“The rose is the flower and handmaiden of love – the lily, her fair associate, is the emblem of beauty and purity.”
— Dorothea Dix
Hello, Beauties and Happy Easter! I hope you are having a blast and enjoying your holiday. I am in party mood since last Sunday (9th of April) because it was my name day. Every year a week before Easter the Orthodox Christianity celebrates Branch Sunday also known as Palm Sunday. As we don’t have palms in Bulgaria we use willow branches for the purpose. This holiday is also known as Flower Day (Tsvetnica) and people who are named after flowers or plants celebrate their name days. Since I am named after one of the most beautiful flowers (in my humble opinion) I also celebrate on this day.
I wanted to do something special for me and my family and I decided to make my favorite chocolate truffles. I love them, my family love them and I am sure that you’ll love them too. That’s why I am sharing the recipe with you. As you know I always go for easy, simple recipes that don’t take too much time and this is not an exception.
INGREDIENTS:
- 200 dark vegan chocolate (finely chopped)

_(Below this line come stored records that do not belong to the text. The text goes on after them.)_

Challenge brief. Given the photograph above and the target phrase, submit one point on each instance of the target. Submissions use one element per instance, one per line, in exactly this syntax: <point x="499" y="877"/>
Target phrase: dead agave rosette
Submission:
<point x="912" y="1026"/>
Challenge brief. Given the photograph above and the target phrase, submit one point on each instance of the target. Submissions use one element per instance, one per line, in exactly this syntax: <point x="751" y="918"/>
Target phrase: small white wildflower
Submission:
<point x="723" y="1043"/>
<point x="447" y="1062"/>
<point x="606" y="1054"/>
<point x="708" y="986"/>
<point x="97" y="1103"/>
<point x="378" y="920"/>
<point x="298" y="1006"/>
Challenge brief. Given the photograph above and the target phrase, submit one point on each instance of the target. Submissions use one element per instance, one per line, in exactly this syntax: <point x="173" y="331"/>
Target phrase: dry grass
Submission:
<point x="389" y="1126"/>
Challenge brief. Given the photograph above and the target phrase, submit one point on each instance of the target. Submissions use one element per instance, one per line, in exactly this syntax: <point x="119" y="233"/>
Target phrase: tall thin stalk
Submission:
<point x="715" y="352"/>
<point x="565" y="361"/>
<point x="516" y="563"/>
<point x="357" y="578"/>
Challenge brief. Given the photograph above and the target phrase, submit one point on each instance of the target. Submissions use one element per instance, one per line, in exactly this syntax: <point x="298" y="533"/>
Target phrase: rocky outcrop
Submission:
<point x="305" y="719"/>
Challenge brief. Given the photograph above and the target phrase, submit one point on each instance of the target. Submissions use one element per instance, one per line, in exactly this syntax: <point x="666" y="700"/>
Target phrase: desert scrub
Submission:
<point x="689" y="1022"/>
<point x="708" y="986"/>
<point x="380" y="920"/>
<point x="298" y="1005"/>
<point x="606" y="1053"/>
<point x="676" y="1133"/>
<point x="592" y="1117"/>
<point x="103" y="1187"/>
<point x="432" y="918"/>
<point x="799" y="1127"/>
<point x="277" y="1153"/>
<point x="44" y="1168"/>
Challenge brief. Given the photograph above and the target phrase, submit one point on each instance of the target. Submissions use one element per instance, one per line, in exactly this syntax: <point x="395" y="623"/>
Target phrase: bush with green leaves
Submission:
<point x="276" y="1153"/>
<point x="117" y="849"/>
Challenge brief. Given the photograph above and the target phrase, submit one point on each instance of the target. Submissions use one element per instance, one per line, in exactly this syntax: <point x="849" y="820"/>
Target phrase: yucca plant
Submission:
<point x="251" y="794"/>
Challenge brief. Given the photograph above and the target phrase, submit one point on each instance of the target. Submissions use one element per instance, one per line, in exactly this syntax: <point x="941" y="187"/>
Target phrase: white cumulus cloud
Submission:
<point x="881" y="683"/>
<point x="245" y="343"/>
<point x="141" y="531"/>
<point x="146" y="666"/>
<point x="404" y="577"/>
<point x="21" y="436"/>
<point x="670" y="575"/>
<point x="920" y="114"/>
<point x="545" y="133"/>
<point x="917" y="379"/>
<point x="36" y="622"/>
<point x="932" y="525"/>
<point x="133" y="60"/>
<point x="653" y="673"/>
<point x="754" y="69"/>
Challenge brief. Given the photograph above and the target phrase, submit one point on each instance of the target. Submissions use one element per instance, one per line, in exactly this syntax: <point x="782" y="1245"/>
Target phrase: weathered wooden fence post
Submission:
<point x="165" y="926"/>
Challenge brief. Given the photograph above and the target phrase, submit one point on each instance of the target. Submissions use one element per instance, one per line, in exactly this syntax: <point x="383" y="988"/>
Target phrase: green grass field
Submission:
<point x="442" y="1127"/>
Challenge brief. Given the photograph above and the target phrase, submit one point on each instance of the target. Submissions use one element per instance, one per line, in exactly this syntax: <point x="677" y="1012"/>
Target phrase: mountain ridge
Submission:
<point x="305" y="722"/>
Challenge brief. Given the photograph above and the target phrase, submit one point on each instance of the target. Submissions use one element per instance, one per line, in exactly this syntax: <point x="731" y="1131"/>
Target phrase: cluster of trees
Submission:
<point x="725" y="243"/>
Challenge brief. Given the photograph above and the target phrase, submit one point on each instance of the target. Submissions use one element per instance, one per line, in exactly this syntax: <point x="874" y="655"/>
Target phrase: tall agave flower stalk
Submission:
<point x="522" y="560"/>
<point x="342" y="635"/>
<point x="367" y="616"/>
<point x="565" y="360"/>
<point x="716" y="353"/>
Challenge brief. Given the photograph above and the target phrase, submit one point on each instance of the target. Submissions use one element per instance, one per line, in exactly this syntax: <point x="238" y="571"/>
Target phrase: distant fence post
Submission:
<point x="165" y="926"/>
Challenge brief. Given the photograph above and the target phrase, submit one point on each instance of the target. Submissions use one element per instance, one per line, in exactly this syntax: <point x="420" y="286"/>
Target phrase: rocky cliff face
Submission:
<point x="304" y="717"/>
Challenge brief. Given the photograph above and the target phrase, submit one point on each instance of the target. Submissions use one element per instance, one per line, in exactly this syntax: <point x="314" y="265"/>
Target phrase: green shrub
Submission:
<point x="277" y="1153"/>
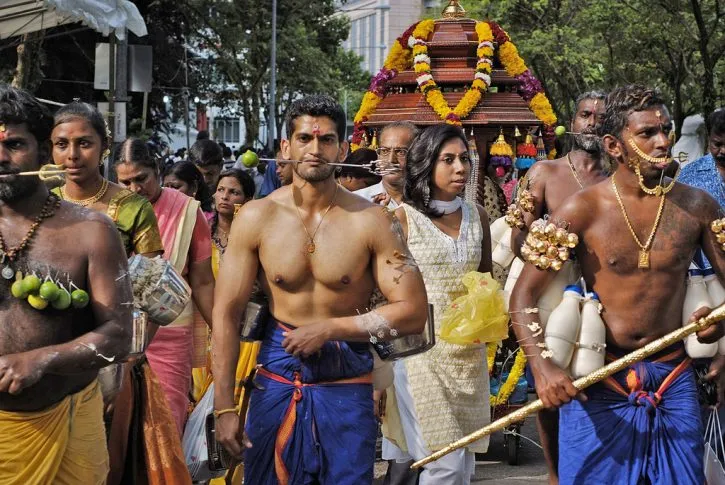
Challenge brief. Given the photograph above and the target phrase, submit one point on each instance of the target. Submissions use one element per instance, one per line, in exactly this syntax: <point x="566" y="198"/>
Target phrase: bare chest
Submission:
<point x="337" y="257"/>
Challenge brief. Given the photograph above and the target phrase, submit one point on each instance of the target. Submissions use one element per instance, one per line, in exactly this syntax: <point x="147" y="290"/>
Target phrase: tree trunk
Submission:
<point x="27" y="71"/>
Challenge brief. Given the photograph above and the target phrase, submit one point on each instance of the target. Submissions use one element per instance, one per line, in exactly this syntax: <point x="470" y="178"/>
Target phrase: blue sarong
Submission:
<point x="313" y="421"/>
<point x="641" y="425"/>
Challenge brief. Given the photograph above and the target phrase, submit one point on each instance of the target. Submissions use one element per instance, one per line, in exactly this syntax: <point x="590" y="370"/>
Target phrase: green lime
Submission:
<point x="63" y="300"/>
<point x="49" y="291"/>
<point x="250" y="159"/>
<point x="31" y="284"/>
<point x="79" y="298"/>
<point x="37" y="302"/>
<point x="18" y="291"/>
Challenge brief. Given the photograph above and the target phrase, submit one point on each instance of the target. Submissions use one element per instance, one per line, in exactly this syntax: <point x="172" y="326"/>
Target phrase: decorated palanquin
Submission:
<point x="464" y="72"/>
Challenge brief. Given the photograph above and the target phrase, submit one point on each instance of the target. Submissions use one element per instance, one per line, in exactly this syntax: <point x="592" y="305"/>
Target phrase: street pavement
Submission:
<point x="492" y="468"/>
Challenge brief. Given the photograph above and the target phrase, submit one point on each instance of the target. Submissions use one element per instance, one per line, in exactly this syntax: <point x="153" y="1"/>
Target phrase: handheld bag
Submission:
<point x="479" y="316"/>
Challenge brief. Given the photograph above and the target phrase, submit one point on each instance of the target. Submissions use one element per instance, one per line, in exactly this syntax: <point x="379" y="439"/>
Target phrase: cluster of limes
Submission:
<point x="40" y="294"/>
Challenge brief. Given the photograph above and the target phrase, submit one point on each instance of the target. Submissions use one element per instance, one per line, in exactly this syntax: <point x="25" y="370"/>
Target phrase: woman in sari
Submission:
<point x="142" y="425"/>
<point x="187" y="245"/>
<point x="187" y="179"/>
<point x="234" y="189"/>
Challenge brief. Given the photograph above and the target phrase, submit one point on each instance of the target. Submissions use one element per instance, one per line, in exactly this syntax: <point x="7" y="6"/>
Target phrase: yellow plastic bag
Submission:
<point x="478" y="317"/>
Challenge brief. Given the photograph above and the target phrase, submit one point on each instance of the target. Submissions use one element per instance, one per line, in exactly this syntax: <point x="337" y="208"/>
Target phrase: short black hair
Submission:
<point x="420" y="162"/>
<point x="600" y="95"/>
<point x="317" y="105"/>
<point x="622" y="102"/>
<point x="205" y="152"/>
<point x="20" y="107"/>
<point x="88" y="112"/>
<point x="244" y="179"/>
<point x="188" y="173"/>
<point x="716" y="121"/>
<point x="135" y="151"/>
<point x="359" y="157"/>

- 140 ml coconut milk from can (well shaken)
- 1 pinch of Himalayan salt
- seeds of 1 vanilla bean
- 2 tea sp. coconut sugar (you can substitute with maple sirup)
- 1/2 tea sp. cinnamon
- chopped almonds and cocoa powder for coating
Optional: You can add 1 teaspoon of champagne, orange juice, liquor or rom if you want. I personally love the combination of chocolate and orange so I opt in for orange juice.
INSTRUCTIONS:
1. Place the chopped chocolate in a large bowl.
2. In a small saucepan heat the coconut milk on medium heat. You want the milk to be hot but not boiling.

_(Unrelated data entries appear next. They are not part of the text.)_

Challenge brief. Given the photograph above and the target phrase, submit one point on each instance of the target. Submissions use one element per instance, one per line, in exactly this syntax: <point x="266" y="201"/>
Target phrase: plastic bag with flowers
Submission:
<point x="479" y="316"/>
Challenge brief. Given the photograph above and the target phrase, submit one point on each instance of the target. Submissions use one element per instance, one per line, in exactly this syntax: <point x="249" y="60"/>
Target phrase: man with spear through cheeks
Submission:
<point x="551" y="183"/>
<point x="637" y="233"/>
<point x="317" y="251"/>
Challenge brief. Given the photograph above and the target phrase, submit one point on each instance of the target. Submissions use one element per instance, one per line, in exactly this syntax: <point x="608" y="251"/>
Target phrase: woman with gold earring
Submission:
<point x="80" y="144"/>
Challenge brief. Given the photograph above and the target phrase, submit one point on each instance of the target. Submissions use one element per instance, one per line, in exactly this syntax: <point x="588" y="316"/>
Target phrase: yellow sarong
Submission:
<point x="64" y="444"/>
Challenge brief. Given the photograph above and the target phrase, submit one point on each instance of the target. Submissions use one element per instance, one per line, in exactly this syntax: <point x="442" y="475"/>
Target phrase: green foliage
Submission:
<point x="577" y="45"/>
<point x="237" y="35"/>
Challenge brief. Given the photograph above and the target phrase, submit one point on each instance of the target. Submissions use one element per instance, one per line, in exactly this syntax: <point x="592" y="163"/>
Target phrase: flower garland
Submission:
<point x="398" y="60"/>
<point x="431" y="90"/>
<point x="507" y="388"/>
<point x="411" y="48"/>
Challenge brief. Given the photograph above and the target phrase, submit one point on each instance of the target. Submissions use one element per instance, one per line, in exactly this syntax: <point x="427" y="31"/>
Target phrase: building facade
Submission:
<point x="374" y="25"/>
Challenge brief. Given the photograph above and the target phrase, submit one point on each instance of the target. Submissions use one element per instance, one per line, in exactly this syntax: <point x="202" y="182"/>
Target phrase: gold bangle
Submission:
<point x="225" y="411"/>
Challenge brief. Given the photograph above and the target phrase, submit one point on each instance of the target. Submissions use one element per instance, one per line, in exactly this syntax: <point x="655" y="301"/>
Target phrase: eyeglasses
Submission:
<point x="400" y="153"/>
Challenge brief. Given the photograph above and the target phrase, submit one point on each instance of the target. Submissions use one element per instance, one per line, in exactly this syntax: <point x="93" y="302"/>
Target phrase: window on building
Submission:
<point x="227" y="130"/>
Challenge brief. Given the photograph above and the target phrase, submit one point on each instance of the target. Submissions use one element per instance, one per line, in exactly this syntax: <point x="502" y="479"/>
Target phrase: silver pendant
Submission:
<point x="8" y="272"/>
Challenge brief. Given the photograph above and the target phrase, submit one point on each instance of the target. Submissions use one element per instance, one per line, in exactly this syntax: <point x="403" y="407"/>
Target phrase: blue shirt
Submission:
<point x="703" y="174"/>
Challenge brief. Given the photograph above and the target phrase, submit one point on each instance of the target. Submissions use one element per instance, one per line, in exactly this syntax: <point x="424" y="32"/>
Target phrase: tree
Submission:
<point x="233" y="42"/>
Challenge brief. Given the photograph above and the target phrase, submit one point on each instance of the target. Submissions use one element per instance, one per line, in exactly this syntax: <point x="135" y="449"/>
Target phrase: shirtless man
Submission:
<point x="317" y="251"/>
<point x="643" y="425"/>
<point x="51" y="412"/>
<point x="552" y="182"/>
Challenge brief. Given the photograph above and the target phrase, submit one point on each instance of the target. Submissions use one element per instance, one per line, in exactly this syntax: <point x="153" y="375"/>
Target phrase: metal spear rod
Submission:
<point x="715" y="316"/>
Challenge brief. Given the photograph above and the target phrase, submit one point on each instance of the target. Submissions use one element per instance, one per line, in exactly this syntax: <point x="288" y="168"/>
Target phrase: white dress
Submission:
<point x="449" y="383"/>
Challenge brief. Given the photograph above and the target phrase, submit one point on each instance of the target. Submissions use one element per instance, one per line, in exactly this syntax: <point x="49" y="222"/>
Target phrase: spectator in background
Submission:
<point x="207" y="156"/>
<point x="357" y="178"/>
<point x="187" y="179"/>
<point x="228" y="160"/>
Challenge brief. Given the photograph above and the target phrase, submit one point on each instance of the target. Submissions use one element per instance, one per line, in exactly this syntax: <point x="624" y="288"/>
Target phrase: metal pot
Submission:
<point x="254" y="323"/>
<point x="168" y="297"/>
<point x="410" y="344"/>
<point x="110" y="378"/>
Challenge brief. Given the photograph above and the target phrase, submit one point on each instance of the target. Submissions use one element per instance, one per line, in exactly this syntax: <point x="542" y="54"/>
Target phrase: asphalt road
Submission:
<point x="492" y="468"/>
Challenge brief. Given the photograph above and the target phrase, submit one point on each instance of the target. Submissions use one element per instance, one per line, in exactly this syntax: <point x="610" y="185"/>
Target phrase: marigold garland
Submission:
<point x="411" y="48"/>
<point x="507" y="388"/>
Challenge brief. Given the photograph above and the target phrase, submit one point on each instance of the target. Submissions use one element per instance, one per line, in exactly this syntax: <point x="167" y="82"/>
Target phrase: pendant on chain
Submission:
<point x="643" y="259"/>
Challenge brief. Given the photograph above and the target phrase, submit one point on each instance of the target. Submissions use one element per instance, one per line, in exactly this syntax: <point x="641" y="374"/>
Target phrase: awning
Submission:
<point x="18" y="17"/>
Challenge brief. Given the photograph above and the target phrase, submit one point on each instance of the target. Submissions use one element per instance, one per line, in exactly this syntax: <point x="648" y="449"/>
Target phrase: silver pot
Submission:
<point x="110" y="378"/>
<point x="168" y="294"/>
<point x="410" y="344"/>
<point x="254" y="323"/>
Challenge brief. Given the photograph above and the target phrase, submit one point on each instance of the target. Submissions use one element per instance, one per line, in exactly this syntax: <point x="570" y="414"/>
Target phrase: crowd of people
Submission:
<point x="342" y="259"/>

3. Remove the coconut milk from the heat and pour it over the chocolate. Leave it for a couple of minutes.
4. After sitting, start mixing the coconut milk with the chocolate until all the chocolate is melted and you have a smooth consistency.
5. Add the vanilla, sugar, Himalayan salt, cinnamon and orange juice (if using) to the mixture. Stir well until all the ingredients are combined.

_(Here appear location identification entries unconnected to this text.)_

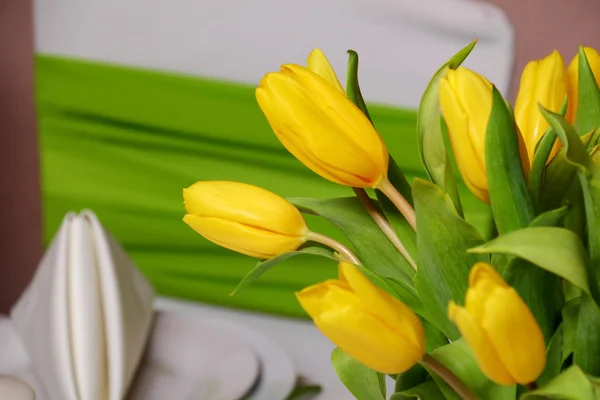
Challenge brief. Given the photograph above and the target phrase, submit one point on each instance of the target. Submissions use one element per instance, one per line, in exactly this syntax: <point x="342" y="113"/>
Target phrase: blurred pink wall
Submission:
<point x="545" y="25"/>
<point x="20" y="215"/>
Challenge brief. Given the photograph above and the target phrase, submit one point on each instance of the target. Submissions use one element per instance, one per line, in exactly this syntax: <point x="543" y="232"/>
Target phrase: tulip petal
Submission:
<point x="468" y="155"/>
<point x="515" y="333"/>
<point x="294" y="145"/>
<point x="385" y="306"/>
<point x="246" y="204"/>
<point x="341" y="317"/>
<point x="542" y="82"/>
<point x="314" y="134"/>
<point x="319" y="64"/>
<point x="487" y="357"/>
<point x="244" y="239"/>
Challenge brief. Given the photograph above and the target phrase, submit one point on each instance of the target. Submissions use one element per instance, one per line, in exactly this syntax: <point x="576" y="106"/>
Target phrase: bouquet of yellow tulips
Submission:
<point x="421" y="296"/>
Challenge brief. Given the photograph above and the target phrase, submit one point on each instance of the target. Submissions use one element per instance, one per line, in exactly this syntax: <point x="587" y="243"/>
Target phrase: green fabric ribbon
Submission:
<point x="123" y="142"/>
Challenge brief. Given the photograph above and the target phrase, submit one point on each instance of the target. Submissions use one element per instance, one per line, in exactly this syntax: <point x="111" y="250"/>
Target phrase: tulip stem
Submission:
<point x="383" y="224"/>
<point x="531" y="386"/>
<point x="335" y="245"/>
<point x="452" y="380"/>
<point x="399" y="201"/>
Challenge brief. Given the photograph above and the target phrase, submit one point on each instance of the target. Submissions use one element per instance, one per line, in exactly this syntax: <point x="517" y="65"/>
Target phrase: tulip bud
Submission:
<point x="318" y="63"/>
<point x="594" y="60"/>
<point x="244" y="218"/>
<point x="500" y="329"/>
<point x="542" y="82"/>
<point x="466" y="102"/>
<point x="322" y="128"/>
<point x="365" y="322"/>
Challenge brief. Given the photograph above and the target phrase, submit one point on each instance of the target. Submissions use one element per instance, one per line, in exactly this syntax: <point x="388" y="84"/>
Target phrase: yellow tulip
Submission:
<point x="244" y="218"/>
<point x="542" y="82"/>
<point x="318" y="63"/>
<point x="594" y="60"/>
<point x="365" y="322"/>
<point x="466" y="102"/>
<point x="500" y="329"/>
<point x="322" y="128"/>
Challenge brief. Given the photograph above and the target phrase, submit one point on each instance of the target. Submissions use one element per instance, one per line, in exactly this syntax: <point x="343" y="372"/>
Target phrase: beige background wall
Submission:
<point x="541" y="26"/>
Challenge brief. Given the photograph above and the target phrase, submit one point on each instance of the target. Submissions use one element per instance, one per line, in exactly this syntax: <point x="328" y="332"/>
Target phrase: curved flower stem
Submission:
<point x="399" y="201"/>
<point x="383" y="224"/>
<point x="452" y="380"/>
<point x="335" y="245"/>
<point x="531" y="386"/>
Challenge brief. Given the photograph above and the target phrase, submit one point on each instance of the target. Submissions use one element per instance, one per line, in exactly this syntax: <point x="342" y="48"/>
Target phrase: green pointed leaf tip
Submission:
<point x="587" y="116"/>
<point x="443" y="238"/>
<point x="263" y="266"/>
<point x="556" y="250"/>
<point x="559" y="177"/>
<point x="361" y="381"/>
<point x="576" y="152"/>
<point x="542" y="152"/>
<point x="427" y="390"/>
<point x="352" y="87"/>
<point x="586" y="347"/>
<point x="572" y="384"/>
<point x="509" y="196"/>
<point x="370" y="244"/>
<point x="459" y="358"/>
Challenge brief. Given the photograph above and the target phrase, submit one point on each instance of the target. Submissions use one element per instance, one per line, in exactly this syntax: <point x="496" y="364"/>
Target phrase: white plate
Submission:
<point x="186" y="359"/>
<point x="278" y="375"/>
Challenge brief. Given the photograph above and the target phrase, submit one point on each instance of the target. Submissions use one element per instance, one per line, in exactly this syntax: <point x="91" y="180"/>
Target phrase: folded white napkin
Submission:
<point x="15" y="389"/>
<point x="86" y="316"/>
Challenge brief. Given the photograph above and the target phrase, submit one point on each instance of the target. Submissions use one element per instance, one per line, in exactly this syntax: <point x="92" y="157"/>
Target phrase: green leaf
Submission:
<point x="570" y="314"/>
<point x="427" y="390"/>
<point x="590" y="188"/>
<point x="586" y="350"/>
<point x="443" y="238"/>
<point x="263" y="266"/>
<point x="551" y="218"/>
<point x="352" y="86"/>
<point x="542" y="152"/>
<point x="458" y="358"/>
<point x="540" y="290"/>
<point x="431" y="140"/>
<point x="554" y="357"/>
<point x="509" y="196"/>
<point x="595" y="139"/>
<point x="575" y="148"/>
<point x="406" y="294"/>
<point x="556" y="250"/>
<point x="559" y="175"/>
<point x="403" y="230"/>
<point x="588" y="109"/>
<point x="361" y="381"/>
<point x="409" y="379"/>
<point x="570" y="385"/>
<point x="304" y="392"/>
<point x="371" y="245"/>
<point x="589" y="177"/>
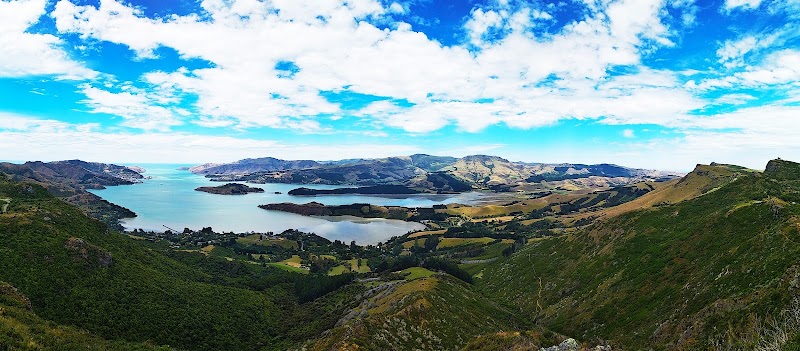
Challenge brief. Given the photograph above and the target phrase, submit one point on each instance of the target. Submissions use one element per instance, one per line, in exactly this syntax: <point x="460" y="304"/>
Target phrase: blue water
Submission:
<point x="169" y="199"/>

6. Leave the bowl with the mixture in the refrigerator for about 3 hours. The mixture will get firm and thick.
7. Use a teaspoon to scoop the mixture and form small balls by rolling them between your hands.
8. Dip and roll the chocolate truffles in the chopped almonds or cocoa powder.
9. Store them in the refrigerator for up to 3 days.
10. Enjoy and try not to eat them all at once! Although I realize it’s hard!